When dealing with the memories..
'It occurred to Alice that she apparently couldn't choose the memories; they came of their own accord...'
and the possessions...
'There seemed to be a structure to these actions, time that had to pass. First find it, then comprehend, then throw it away. Achieve a certain distance. Take your time...'
Alice's vulnerability and loneliness after her loss understated but ever-present, and didn't Joni Mitchell find the very best lines to express that ...' the bed's too big, the frying pan's too wide', that line always flies unbidden into my mind.
Perhaps there can be no right and no wrong order for these things, but if there has to be one it seems infinitely preferable to build that resilience to loss, as Alice does, through lesser emotional connections than to have to take the big whammy on the chin first. It's why children have pet hamsters after all isn't it, to learn to love, to care for and to lose, and to discover an emotional language in order to deal with it. Oh the vale of tears chez dovegrey after Chippy the First and Chippy the Second shuffled off their respective mortal coils.

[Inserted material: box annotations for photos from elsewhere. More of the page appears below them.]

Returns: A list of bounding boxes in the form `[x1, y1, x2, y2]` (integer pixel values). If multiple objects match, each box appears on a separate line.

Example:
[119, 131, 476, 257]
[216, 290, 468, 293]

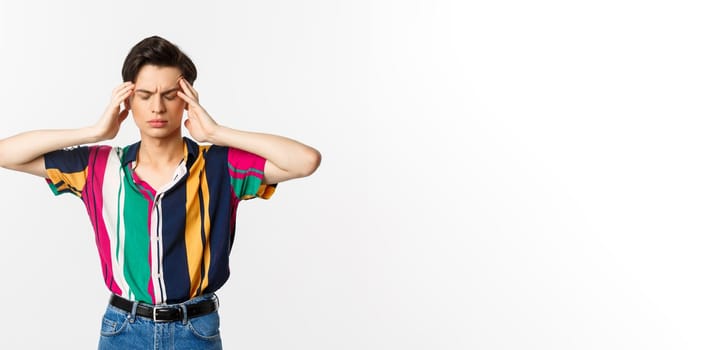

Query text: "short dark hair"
[121, 35, 196, 84]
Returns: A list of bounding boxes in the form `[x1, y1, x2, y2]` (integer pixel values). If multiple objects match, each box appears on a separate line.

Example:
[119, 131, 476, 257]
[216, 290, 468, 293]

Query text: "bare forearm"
[209, 126, 321, 178]
[0, 128, 97, 168]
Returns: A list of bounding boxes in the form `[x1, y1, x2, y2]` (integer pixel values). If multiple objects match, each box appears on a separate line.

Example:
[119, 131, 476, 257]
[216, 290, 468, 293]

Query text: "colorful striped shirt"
[45, 138, 276, 304]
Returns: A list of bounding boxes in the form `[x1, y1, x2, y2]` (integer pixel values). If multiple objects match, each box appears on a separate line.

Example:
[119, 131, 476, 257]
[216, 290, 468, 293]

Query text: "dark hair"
[121, 35, 196, 84]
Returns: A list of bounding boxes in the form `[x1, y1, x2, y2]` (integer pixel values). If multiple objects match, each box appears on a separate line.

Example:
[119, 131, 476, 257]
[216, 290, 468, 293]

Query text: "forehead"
[136, 64, 181, 91]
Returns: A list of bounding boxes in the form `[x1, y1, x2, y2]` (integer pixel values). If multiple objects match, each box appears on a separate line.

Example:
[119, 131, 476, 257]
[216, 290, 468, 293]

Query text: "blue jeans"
[98, 294, 221, 350]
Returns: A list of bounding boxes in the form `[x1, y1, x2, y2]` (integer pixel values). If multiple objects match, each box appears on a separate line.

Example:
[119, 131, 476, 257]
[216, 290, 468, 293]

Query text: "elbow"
[298, 148, 322, 177]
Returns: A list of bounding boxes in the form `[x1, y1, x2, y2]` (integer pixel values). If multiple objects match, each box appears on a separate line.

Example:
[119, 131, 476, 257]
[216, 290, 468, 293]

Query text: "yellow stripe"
[46, 168, 86, 196]
[186, 156, 204, 298]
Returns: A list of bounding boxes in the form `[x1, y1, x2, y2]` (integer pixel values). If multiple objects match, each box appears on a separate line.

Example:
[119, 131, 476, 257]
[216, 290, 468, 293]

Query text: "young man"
[0, 36, 320, 349]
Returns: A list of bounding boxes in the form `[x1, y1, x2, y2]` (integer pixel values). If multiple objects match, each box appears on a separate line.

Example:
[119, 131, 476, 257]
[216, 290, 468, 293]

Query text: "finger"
[118, 109, 128, 123]
[181, 77, 199, 101]
[113, 81, 134, 95]
[176, 91, 199, 107]
[113, 85, 133, 104]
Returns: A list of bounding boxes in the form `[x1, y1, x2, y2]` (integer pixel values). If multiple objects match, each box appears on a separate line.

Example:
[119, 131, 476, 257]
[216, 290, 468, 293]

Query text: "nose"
[151, 94, 166, 114]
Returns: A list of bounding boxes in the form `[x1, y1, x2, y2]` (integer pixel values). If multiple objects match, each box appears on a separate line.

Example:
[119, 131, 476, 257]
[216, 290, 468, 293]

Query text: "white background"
[0, 0, 724, 350]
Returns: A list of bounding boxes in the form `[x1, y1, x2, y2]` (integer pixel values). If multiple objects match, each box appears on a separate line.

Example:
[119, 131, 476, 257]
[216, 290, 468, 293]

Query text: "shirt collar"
[123, 137, 199, 167]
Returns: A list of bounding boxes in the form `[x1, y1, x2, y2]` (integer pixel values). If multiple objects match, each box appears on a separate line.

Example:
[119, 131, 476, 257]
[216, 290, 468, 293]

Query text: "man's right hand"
[93, 81, 135, 141]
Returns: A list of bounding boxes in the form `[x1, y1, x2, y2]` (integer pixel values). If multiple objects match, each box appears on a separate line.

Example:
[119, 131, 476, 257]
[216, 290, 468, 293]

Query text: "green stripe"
[229, 162, 264, 175]
[123, 169, 153, 303]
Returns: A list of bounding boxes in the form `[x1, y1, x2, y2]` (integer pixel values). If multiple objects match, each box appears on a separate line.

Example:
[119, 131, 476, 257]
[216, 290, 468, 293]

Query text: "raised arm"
[177, 78, 322, 184]
[0, 82, 133, 177]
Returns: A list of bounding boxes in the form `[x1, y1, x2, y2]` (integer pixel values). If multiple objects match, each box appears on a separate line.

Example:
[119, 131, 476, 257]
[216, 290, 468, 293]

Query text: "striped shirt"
[45, 138, 276, 304]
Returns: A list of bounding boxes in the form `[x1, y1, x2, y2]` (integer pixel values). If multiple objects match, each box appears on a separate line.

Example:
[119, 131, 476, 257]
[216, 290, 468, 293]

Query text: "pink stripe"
[131, 172, 156, 304]
[229, 169, 262, 179]
[82, 146, 122, 294]
[229, 147, 265, 170]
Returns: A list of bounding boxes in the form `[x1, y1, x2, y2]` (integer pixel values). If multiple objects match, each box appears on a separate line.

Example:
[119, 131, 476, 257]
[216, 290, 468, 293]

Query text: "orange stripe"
[186, 154, 204, 298]
[46, 168, 86, 196]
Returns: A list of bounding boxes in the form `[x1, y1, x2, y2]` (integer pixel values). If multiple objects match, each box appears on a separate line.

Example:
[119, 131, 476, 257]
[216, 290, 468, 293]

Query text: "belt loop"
[181, 303, 189, 326]
[130, 301, 138, 323]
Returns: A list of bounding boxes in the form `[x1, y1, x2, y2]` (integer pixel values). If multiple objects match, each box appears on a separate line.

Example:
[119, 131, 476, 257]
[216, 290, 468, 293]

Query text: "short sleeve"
[228, 148, 276, 200]
[44, 146, 90, 197]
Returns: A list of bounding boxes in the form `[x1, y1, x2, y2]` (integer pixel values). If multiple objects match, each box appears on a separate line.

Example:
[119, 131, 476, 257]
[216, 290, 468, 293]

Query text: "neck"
[137, 137, 184, 167]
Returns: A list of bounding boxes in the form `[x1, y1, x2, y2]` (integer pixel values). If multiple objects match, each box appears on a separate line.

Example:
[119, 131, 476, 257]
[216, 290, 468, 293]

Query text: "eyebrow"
[136, 87, 181, 95]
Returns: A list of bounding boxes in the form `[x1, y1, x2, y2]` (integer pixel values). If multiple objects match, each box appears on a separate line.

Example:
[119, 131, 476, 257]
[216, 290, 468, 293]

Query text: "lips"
[148, 119, 168, 128]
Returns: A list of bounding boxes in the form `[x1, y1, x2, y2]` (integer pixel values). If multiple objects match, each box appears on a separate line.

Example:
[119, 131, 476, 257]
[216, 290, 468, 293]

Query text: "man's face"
[129, 65, 186, 138]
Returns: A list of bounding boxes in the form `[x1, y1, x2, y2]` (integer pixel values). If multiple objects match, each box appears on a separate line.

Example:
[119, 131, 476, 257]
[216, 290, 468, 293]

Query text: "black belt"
[110, 294, 219, 322]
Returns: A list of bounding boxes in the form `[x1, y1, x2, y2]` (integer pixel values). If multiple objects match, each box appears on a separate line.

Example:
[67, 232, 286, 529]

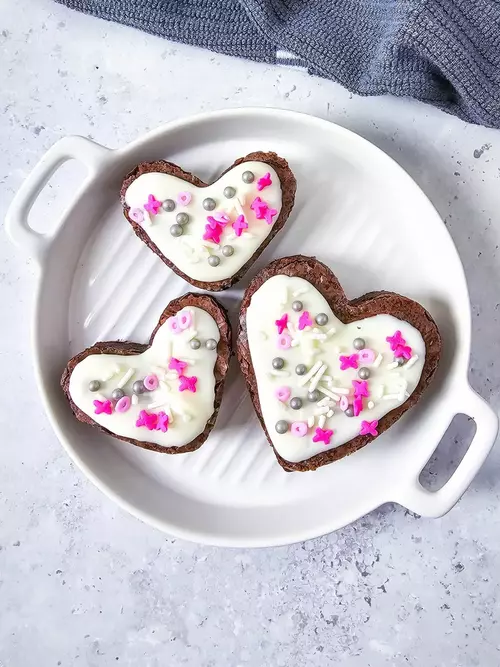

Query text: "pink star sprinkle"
[144, 195, 161, 215]
[232, 215, 248, 236]
[352, 380, 370, 398]
[177, 192, 192, 206]
[156, 411, 168, 433]
[203, 224, 222, 243]
[94, 400, 113, 415]
[275, 313, 288, 334]
[394, 345, 411, 360]
[386, 331, 406, 352]
[299, 310, 312, 331]
[250, 197, 268, 220]
[359, 419, 378, 437]
[264, 208, 278, 225]
[168, 357, 187, 375]
[313, 427, 333, 445]
[135, 410, 158, 431]
[179, 375, 198, 394]
[257, 172, 273, 192]
[352, 396, 363, 417]
[339, 353, 358, 371]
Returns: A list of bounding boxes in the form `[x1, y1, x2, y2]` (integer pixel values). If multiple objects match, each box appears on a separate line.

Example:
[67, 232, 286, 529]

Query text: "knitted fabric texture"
[56, 0, 500, 128]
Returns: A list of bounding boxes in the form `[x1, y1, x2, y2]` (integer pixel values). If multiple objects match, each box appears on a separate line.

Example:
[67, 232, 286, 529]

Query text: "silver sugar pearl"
[208, 255, 220, 266]
[274, 419, 288, 435]
[170, 225, 184, 236]
[132, 380, 146, 395]
[161, 199, 175, 213]
[175, 211, 189, 225]
[205, 338, 217, 350]
[272, 357, 285, 371]
[352, 338, 366, 350]
[203, 197, 217, 211]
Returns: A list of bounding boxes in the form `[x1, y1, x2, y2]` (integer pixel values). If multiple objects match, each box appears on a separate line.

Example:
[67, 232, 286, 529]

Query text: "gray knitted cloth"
[56, 0, 500, 127]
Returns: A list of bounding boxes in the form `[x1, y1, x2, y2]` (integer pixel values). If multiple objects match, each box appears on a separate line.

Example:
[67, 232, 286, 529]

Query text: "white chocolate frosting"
[125, 162, 282, 282]
[69, 307, 220, 447]
[246, 275, 425, 462]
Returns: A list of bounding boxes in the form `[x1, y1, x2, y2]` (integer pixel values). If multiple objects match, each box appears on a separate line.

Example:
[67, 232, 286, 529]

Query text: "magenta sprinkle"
[94, 399, 113, 415]
[352, 380, 370, 398]
[299, 310, 312, 331]
[313, 427, 333, 445]
[275, 313, 288, 334]
[359, 419, 378, 437]
[232, 215, 248, 236]
[168, 357, 187, 375]
[179, 375, 198, 394]
[144, 195, 161, 215]
[339, 353, 359, 371]
[257, 172, 272, 192]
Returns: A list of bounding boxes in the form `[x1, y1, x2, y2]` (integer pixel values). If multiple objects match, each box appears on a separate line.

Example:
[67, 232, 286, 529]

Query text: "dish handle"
[5, 136, 112, 264]
[394, 383, 498, 518]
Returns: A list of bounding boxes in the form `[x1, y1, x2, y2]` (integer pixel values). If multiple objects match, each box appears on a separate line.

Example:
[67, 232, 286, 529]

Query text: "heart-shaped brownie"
[61, 293, 231, 454]
[238, 255, 441, 471]
[121, 152, 296, 291]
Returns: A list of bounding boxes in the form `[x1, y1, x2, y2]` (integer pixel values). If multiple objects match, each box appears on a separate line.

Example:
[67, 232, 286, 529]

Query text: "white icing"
[69, 307, 220, 447]
[125, 162, 281, 282]
[246, 276, 425, 462]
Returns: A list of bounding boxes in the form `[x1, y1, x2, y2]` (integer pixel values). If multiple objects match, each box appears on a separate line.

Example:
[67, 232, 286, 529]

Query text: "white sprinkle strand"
[309, 364, 327, 391]
[116, 368, 135, 389]
[292, 360, 323, 387]
[403, 354, 418, 371]
[269, 368, 290, 377]
[318, 384, 340, 401]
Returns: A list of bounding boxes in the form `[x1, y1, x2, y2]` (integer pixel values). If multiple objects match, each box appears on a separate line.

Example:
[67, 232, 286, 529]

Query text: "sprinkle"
[317, 385, 340, 401]
[309, 364, 327, 391]
[403, 354, 418, 370]
[330, 387, 350, 396]
[297, 361, 323, 387]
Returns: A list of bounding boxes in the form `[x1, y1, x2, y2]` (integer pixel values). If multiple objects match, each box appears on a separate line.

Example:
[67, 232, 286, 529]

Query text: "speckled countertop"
[0, 0, 500, 667]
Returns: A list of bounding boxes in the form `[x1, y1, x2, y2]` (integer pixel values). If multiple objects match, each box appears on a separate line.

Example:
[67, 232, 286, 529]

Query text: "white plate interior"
[35, 110, 470, 545]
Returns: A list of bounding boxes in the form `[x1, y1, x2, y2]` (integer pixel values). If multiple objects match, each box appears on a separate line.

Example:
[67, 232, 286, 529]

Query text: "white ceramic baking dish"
[7, 109, 498, 546]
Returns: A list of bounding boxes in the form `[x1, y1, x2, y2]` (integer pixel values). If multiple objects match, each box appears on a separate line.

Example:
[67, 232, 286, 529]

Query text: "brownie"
[61, 292, 232, 454]
[237, 255, 441, 471]
[120, 151, 297, 292]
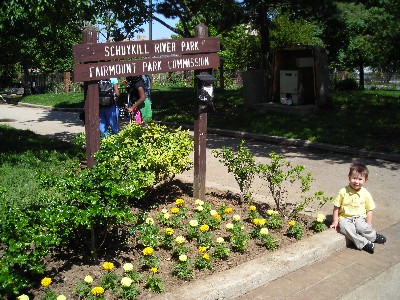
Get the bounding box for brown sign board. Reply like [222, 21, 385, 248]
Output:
[72, 37, 220, 62]
[74, 53, 220, 82]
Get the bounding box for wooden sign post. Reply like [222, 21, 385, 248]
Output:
[72, 24, 220, 198]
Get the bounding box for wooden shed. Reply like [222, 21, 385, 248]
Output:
[271, 45, 332, 107]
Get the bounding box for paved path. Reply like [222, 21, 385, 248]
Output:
[0, 104, 400, 300]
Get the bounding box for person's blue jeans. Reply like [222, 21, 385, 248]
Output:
[99, 104, 118, 136]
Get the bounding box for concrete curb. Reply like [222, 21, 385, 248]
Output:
[153, 229, 346, 300]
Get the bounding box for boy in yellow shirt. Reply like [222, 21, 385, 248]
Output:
[331, 163, 386, 254]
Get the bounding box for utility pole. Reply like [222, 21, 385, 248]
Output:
[149, 0, 153, 41]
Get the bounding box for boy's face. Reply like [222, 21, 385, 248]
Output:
[349, 172, 367, 191]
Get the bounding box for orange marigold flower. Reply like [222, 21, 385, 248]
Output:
[171, 207, 179, 214]
[200, 224, 210, 232]
[175, 198, 185, 206]
[90, 286, 104, 296]
[224, 207, 232, 214]
[143, 247, 154, 256]
[40, 277, 51, 287]
[103, 261, 114, 271]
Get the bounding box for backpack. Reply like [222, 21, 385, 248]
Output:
[142, 75, 151, 99]
[99, 79, 114, 106]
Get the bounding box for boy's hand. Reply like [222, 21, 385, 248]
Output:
[330, 221, 339, 229]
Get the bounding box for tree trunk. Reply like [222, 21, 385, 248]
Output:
[358, 62, 365, 90]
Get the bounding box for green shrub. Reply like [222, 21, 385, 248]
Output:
[212, 140, 257, 202]
[0, 124, 193, 295]
[335, 78, 358, 91]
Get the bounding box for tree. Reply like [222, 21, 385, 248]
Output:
[91, 0, 151, 41]
[153, 0, 243, 37]
[0, 0, 90, 85]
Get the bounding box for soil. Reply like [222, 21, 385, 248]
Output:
[29, 180, 322, 299]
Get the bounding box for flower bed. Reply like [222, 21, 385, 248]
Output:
[24, 185, 325, 299]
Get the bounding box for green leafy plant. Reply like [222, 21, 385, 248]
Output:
[100, 262, 118, 290]
[140, 247, 160, 269]
[113, 277, 139, 300]
[257, 152, 332, 218]
[287, 220, 304, 240]
[212, 140, 257, 202]
[267, 209, 284, 229]
[194, 253, 213, 270]
[311, 214, 326, 232]
[172, 254, 194, 280]
[145, 268, 165, 293]
[257, 227, 279, 250]
[226, 215, 250, 253]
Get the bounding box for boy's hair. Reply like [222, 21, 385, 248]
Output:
[349, 163, 369, 179]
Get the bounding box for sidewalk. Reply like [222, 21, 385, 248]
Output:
[0, 105, 400, 300]
[237, 223, 400, 300]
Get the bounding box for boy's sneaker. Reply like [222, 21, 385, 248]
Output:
[363, 242, 374, 254]
[374, 233, 386, 244]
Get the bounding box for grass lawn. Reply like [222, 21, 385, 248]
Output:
[19, 86, 400, 154]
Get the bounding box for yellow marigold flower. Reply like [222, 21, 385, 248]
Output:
[194, 199, 204, 206]
[90, 286, 104, 296]
[171, 207, 179, 214]
[83, 275, 93, 284]
[145, 218, 154, 225]
[317, 214, 326, 223]
[143, 247, 154, 256]
[103, 261, 114, 271]
[179, 254, 187, 261]
[267, 209, 279, 216]
[189, 220, 199, 227]
[225, 223, 233, 230]
[121, 277, 133, 287]
[253, 219, 265, 226]
[40, 277, 51, 287]
[200, 224, 210, 232]
[212, 214, 221, 220]
[165, 228, 174, 235]
[175, 198, 185, 206]
[175, 235, 186, 244]
[217, 236, 225, 244]
[199, 246, 207, 253]
[122, 263, 133, 272]
[224, 207, 232, 214]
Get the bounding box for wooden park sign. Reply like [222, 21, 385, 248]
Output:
[73, 38, 219, 81]
[73, 24, 220, 198]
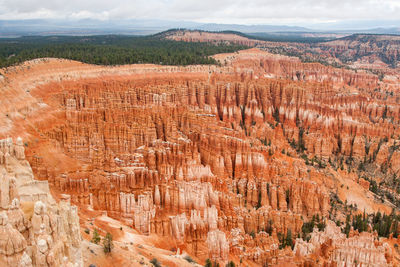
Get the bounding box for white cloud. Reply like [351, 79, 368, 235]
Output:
[0, 0, 400, 24]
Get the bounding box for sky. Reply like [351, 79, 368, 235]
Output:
[0, 0, 400, 25]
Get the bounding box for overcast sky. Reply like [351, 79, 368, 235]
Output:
[0, 0, 400, 25]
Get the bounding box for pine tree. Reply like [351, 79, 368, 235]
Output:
[91, 229, 100, 244]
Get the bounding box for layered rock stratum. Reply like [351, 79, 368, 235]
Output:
[0, 49, 400, 266]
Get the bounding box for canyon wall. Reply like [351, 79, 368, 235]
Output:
[0, 49, 400, 266]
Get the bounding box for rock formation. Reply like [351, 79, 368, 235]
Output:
[0, 138, 82, 266]
[0, 49, 400, 266]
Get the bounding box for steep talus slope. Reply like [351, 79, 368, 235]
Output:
[1, 49, 400, 266]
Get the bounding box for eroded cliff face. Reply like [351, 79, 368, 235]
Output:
[0, 138, 83, 266]
[3, 50, 400, 265]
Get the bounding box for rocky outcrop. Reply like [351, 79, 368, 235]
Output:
[0, 50, 400, 265]
[0, 138, 82, 266]
[294, 221, 392, 266]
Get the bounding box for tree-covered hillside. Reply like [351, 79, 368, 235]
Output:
[0, 35, 246, 67]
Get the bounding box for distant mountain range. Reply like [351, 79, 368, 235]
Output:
[0, 19, 400, 37]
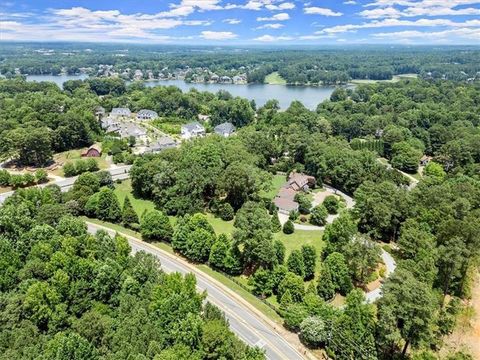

Judith Hermann's writing, in Margot Dembo's translation, felt graceful and compelling, quietly understated and frequently resembling those shortened thought patterns that accompany grief. It can be hard to string a sentence together when you are mourning and pre-occupied by loss, and I somehow felt that emanating from the characters as I read and was thus drawn deeper and deeper into the settings and the lives. In searching around for opinions on this book I came across Philip Hensher's here...one of the few (and don't miss the single very Guardianesque comment that follows it)
I like the thought of, and hadn't made the connection to the origins of the novel of the separate narrative, but of course now that Philip Hensher mentions it...
Over the last 40 years, novelists have begun to explore ways in which the old formal bonds may be shed, too. The old formal constraints, in which all the characters somehow know each other and in which their motives lead to some kind of mutual solution have started to seem unnecessary. After VS Naipaul's magisterial In a Free State , all sorts of parallel narratives, thematically collected stories, "linked collections" of short stories and other still more unexpected intermediate forms have emerged.
... well it's as plain as a pikestaff.
It is years since I read In a Free State but I remember being bowled over by it. Now I'm trying to think of more novels that are written in this way, those with very slight connections between each narrative and quite a few come to mind...Cloud Atlas by David Mitchell...would that count??
How well I recall a Cloud Atlas cynic suggesting to me that actually this was really a collection of short stories and all the author had to do was add in a tiny connection and hey presto a novel. That conversation took place at a book group, with a very astute reading man called Richard, long dead, and it has bemused and kept me thinking for years. Alice is quite different, one life many narratives and obvious threads of connection throughout. A book that I am very pleased to have read, and not only because that teal cover looks nice against the yellow ochre colour scheme in the kitchen.
I quite like the way they make books like this make me seek out the connections, so do any more separate narrative novels come to mind??
POSTSCRIPT :: Since writing these thoughts Alice by Judith Hermann has been short-listed for the Independent Foreign Fiction Prize. It would seem I am not alone in my admiration.